Why does this setting in the Architect flow seem to strip custom scripting tags when exported via the Recording API?
We are preparing evidence for a legal discovery request. The compliance team requires the full chain of custody, including specific metadata tags applied during the agent scripting phase. We are using the Genesys Cloud Recording Export API (v2.5) to pull these files to our S3 bucket.
The issue is that while the audio files are present, the custom_data field is empty for calls that triggered specific scripting logic. We have verified that the tags are correctly applied in the Architect flow. The include_metadata flag is set to true in the export job configuration.
Environment details:
- Genesys Cloud version: 2024.1
- Export API: v2.5
- Storage: AWS S3 BYOC
- Channel: Voice
We need to ensure the metadata is preserved for audit trails. The tags are visible in the real-time monitor but disappear after the bulk export completes. Is there a known limitation with scripting metadata in the export API? We have checked the audit logs and see no errors, but the data is simply missing. Any insight would be appreciated.

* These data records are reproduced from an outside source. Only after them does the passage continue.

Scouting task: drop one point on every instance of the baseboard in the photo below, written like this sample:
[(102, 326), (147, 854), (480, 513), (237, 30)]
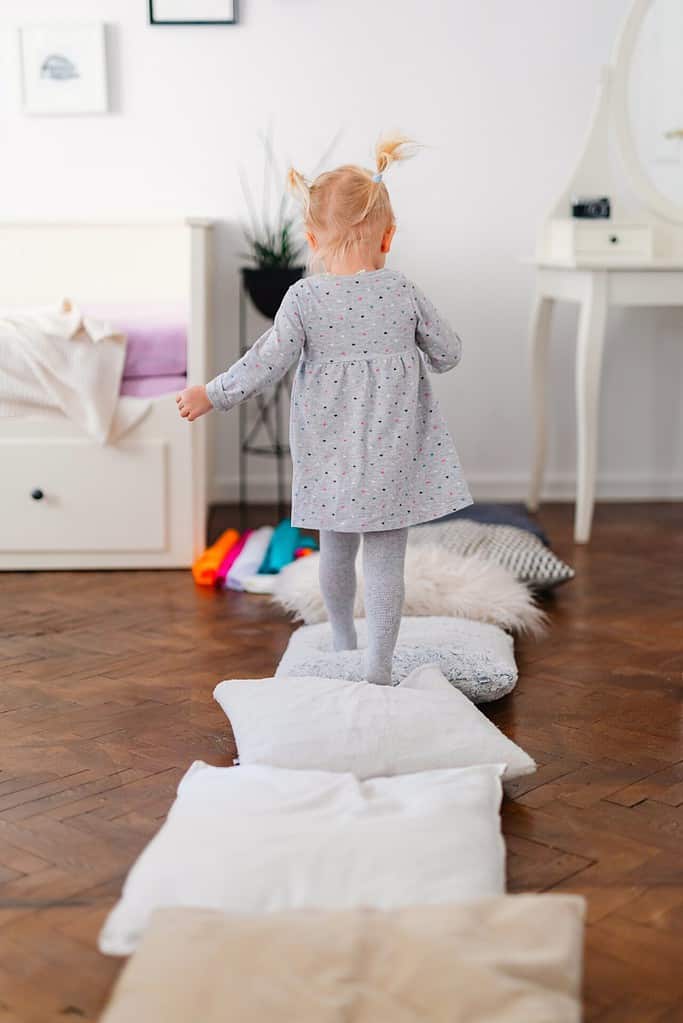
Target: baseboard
[(492, 487)]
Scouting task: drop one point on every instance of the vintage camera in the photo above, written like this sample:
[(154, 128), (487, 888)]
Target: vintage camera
[(591, 208)]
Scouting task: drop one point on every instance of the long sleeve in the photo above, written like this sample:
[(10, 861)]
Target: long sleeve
[(266, 362), (436, 339)]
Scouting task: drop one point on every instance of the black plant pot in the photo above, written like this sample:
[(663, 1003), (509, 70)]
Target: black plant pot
[(267, 286)]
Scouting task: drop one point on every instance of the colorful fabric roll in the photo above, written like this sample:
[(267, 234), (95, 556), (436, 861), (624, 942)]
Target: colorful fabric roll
[(206, 567), (230, 558), (251, 557)]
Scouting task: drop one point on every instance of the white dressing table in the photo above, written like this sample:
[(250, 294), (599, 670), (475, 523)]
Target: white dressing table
[(635, 258)]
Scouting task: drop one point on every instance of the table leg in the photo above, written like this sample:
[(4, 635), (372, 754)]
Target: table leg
[(592, 323), (539, 338)]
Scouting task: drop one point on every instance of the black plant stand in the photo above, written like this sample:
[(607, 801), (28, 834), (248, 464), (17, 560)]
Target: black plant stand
[(269, 425)]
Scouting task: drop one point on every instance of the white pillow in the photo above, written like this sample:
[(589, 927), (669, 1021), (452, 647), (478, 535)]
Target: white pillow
[(263, 839), (476, 658), (333, 724)]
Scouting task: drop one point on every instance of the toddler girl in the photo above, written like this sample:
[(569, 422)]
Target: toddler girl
[(370, 450)]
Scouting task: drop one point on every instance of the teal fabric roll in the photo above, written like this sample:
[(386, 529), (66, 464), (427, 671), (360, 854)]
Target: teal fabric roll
[(285, 540)]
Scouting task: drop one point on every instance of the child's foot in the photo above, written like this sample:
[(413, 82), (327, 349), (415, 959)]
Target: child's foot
[(378, 676)]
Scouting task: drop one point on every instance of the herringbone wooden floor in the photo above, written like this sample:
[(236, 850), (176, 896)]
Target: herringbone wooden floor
[(105, 699)]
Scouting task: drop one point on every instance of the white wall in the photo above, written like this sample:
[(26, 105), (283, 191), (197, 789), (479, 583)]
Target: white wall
[(500, 92)]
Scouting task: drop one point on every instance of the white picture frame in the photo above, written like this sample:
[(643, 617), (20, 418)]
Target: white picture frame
[(63, 69), (192, 11)]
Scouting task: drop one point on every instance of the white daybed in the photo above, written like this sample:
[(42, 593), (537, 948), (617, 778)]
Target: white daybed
[(140, 502)]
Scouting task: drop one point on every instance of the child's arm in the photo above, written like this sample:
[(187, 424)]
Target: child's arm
[(437, 340), (263, 365)]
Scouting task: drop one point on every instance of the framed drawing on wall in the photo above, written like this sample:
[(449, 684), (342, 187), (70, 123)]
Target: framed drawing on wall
[(192, 11), (63, 68)]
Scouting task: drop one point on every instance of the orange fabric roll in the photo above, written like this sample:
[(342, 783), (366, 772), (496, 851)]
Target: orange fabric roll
[(207, 565)]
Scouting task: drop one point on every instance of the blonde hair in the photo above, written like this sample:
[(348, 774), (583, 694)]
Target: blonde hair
[(350, 205)]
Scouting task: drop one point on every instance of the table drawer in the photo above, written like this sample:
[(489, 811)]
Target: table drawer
[(65, 495), (613, 240)]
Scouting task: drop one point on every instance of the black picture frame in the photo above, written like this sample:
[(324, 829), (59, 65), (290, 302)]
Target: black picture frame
[(227, 20)]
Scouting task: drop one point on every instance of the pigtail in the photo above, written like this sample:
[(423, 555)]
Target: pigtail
[(391, 149), (300, 188)]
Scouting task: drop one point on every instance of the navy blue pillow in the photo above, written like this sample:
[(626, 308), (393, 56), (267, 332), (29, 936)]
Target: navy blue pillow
[(499, 515)]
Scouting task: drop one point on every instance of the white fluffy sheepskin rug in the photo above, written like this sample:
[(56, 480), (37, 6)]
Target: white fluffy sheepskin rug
[(438, 582)]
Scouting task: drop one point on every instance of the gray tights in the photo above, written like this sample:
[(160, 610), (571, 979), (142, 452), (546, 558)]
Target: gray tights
[(383, 556)]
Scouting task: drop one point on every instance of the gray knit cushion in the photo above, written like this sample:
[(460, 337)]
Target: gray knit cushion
[(476, 658), (516, 549)]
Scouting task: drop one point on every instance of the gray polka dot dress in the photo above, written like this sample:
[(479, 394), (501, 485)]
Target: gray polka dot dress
[(370, 448)]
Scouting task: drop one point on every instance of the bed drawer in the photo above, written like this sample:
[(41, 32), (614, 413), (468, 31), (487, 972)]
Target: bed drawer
[(73, 495)]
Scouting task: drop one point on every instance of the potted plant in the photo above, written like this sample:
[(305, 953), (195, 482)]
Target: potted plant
[(274, 242)]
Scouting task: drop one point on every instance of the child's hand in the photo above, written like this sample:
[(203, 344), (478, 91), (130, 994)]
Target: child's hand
[(193, 402)]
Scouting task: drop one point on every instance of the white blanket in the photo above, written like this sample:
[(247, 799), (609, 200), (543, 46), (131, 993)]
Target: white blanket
[(56, 362)]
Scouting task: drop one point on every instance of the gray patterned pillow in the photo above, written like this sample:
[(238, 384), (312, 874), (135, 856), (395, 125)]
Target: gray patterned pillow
[(517, 550)]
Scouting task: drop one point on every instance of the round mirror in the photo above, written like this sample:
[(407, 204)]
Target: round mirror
[(648, 85)]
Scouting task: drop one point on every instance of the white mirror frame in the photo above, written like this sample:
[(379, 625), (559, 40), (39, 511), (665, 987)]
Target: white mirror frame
[(622, 59)]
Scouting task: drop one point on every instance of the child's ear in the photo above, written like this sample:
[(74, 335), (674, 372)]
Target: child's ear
[(386, 238)]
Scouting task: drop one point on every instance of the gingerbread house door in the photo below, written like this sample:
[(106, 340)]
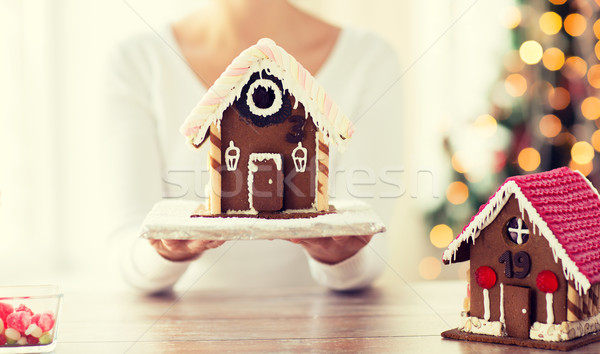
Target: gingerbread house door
[(517, 309), (265, 181)]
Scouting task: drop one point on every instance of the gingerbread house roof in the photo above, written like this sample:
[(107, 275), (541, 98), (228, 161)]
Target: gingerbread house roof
[(565, 209), (266, 55)]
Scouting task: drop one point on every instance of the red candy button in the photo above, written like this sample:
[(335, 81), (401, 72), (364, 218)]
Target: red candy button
[(485, 277)]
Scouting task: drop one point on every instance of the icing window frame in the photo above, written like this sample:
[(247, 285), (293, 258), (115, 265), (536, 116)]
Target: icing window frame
[(517, 234)]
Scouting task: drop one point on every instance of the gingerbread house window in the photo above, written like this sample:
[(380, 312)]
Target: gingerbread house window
[(517, 231)]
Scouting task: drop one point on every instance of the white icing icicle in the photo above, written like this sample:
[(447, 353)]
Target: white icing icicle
[(501, 302), (549, 308), (486, 304)]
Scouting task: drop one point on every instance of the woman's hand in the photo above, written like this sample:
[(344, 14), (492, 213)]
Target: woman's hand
[(332, 250), (182, 250)]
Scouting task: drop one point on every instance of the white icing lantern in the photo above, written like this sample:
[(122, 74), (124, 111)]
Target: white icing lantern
[(232, 156), (299, 155)]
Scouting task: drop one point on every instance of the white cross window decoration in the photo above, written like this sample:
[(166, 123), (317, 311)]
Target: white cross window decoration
[(517, 231)]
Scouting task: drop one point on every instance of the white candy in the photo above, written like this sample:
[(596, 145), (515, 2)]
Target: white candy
[(13, 334), (34, 331)]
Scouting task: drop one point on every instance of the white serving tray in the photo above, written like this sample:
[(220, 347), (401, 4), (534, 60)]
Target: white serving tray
[(170, 219)]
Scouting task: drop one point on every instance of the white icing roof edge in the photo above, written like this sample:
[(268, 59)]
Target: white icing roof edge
[(491, 211), (266, 55)]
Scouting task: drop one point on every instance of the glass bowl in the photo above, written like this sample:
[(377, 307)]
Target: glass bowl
[(29, 318)]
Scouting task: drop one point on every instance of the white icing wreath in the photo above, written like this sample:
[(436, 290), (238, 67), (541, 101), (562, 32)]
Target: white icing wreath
[(277, 102)]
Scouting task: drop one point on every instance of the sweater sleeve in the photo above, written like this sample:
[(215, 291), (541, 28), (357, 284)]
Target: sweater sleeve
[(134, 168), (355, 273)]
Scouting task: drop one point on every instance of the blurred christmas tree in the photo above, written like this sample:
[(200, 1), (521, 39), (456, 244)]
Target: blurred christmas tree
[(544, 111)]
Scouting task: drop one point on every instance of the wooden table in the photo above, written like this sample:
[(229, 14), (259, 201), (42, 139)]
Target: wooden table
[(402, 318)]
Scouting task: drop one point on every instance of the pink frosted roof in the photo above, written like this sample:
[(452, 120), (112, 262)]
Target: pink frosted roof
[(266, 55), (564, 207)]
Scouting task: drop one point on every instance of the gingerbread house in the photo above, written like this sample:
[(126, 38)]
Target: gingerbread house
[(269, 125), (534, 253)]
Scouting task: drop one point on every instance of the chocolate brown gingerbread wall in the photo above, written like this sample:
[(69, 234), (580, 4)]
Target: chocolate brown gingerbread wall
[(494, 243), (299, 188)]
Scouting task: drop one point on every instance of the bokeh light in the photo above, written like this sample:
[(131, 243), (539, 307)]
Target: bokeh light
[(582, 152), (529, 159), (596, 140), (441, 235), (550, 125), (585, 169), (575, 24), (515, 85), (590, 108), (430, 268), (531, 52), (553, 59), (550, 23), (594, 76), (512, 17), (575, 67), (485, 126), (559, 98), (512, 61), (457, 192)]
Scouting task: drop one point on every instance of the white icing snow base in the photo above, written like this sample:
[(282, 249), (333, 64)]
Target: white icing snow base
[(170, 219), (564, 331), (480, 326)]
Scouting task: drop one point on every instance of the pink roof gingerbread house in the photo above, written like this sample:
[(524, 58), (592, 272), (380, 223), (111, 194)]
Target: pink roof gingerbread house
[(534, 253), (269, 124)]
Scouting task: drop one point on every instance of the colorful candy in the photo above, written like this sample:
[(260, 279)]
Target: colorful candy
[(12, 334), (5, 310), (24, 308), (33, 330), (20, 326), (19, 321), (46, 338), (45, 321)]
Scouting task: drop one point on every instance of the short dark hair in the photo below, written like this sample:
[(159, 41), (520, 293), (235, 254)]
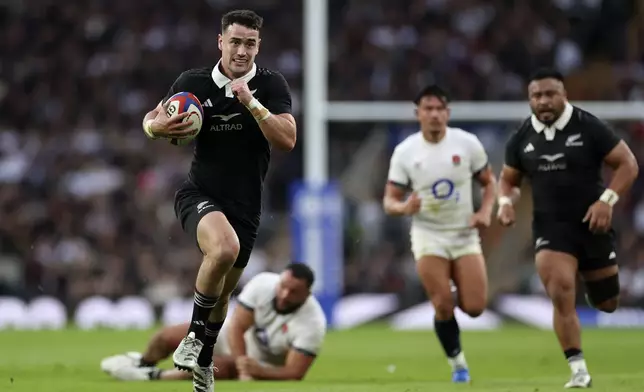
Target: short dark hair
[(301, 271), (246, 18), (546, 73), (433, 90)]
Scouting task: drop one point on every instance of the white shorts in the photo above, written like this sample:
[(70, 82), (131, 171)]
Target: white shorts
[(450, 245), (252, 349)]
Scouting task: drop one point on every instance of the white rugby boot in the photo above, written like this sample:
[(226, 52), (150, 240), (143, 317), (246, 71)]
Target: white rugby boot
[(185, 356), (579, 379)]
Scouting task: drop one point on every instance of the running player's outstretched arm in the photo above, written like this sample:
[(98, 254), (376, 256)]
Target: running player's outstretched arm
[(398, 185), (620, 158), (510, 182), (511, 173), (483, 173), (275, 119)]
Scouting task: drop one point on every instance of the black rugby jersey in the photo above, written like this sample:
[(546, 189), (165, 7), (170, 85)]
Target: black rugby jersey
[(231, 154), (563, 163)]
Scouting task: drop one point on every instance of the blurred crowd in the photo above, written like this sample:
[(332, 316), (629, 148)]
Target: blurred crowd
[(86, 200)]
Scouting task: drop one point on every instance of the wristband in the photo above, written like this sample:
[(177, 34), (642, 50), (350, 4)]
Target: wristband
[(258, 110), (505, 200), (147, 128), (609, 197)]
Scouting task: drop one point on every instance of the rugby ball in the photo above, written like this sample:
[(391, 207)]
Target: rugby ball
[(181, 103)]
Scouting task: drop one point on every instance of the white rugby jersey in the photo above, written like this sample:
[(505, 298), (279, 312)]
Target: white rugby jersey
[(274, 334), (441, 174)]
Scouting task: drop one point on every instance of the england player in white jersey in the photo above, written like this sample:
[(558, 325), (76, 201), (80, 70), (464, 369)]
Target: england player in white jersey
[(436, 167), (275, 333)]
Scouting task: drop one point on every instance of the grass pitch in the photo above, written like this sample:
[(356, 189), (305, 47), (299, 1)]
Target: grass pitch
[(368, 359)]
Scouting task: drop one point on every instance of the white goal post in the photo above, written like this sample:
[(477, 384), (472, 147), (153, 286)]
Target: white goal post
[(318, 111)]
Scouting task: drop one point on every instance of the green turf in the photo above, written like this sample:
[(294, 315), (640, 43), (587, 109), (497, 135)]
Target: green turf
[(368, 359)]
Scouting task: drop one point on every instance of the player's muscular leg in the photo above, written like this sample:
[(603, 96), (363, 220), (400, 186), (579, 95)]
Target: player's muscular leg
[(220, 247), (435, 274), (602, 287), (558, 272), (470, 276), (230, 283), (163, 343)]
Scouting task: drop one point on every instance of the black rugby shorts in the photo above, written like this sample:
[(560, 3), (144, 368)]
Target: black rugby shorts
[(593, 251), (190, 205)]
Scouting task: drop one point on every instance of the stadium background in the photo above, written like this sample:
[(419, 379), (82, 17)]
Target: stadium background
[(86, 201)]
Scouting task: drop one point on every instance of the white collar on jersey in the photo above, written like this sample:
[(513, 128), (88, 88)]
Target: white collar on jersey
[(560, 124), (222, 80)]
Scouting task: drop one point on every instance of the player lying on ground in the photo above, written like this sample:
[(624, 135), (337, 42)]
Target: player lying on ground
[(561, 149), (437, 166), (275, 333), (247, 112)]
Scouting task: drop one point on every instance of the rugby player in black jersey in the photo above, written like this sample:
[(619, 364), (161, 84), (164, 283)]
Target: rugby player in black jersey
[(561, 150), (247, 111)]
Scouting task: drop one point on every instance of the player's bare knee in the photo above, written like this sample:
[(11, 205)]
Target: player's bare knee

This happens because the default behavior of the Recording API export endpoint, which prioritizes media file integrity over comprehensive metadata serialization to optimize throughput for bulk operations. The custom_data object populated during the Agent Scripting execution phase is not automatically flattened into the primary recording resource payload unless explicitly requested via the includeMetadata query parameter set to true. Furthermore, the Genesys Cloud API documentation specifies that custom scripting tags are treated as ephemeral interaction attributes rather than permanent recording properties, meaning they must be captured via the Conversation API before the recording lifecycle completes. To resolve this for legal discovery, you should implement a webhook trigger on the conversation:recordings:created event. This webhook should call the Conversation API (GET /api/v2/conversations/{conversationId}) to retrieve the full custom_data payload and then push this metadata to your S3 bucket alongside the audio file using a pre-signed URL. This approach ensures the chain of custody is maintained by linking the audio file hash with the specific scripting metadata at the moment of export. A sample ServiceNow Data Action configuration for this would involve parsing the webhook payload, extracting the conversationId, and executing a REST API call to fetch the metadata before initiating the S3 upload. This method bypasses the limitations of the bulk Recording API export and provides a granular, auditable record of the scripting context applied during the interaction.
Yep, this is a known issue…
The default export behavior often mirrors how Zendesk handled ticket metadata, keeping it separate from the core media file to maintain performance. You need to explicitly request the scripting data. In Genesys Cloud, ensure your API call includes the includeMetadata=true parameter. If you are using Python, the request might look like this:
import requests
url = "https://api.mypurecloud.com/api/v2/recordings/recordingexports/{exportId}"
headers = {
"Authorization": "Bearer YOUR_ACCESS_TOKEN",
"Content-Type": "application/json"
}
params = {
"includeMetadata": "true"
}
response = requests.get(url, headers=headers, params=params)
print(response.json())
This should pull the custom_data object containing your agent scripting tags, just like pulling custom fields in Zendesk.
If I remember correctly, includeMetadata=true alone is insufficient for custom scripting tags in bulk exports.
- Define explicit schema mapping in
genesyscloud_export.
- Force
custom_data field inclusion in the CSV header.
- Verify agent script version compatibility with the export template.
The easiest fix here is this is to recognize that the Recording API’s includeMetadata=true parameter often fails to serialize deeply nested agent script variables if the underlying flow architecture does not explicitly push those variables into the custom_data object before the recording segment terminates. In my experience managing 15 BYOC trunks across APAC regions, I have seen countless instances where legal discovery requests fail because the metadata was technically present in the flow but not persisted to the recording resource payload due to asynchronous processing delays. You must ensure that your Architect flow uses a “Set Variable” block immediately before the “End Conversation” or “Transfer” block to copy your specific scripting tags into the custom_data object, as the default export process does not retroactively query the flow execution history for transient variables. Furthermore, be extremely cautious with the genesyscloud_export schema mapping suggested above; if the CSV header does not explicitly include the custom_data field with a nested path definition, the bulk export job will silently drop those columns to maintain throughput, which is a critical risk for compliance audits. The documentation suggests using a webhook to push the recording metadata to an external system like ServiceNow or a secure S3 bucket with a pre-signed URL, ensuring the chain of custody is maintained outside the Genesys Cloud egress limits. This approach bypasses the 403 Forbidden errors often encountered when trying to fetch large metadata payloads via the standard API endpoints during peak hours. Always verify the SIP trunk region alignment because mismatched endpoints can cause silent 500 errors during media server handoff, which predictive routing interprets as queue depth spikes, potentially corrupting the associated metadata timestamps. Use a dedicated export flow with strict error handling to log any serialization failures to Cloud Analytics for immediate remediation.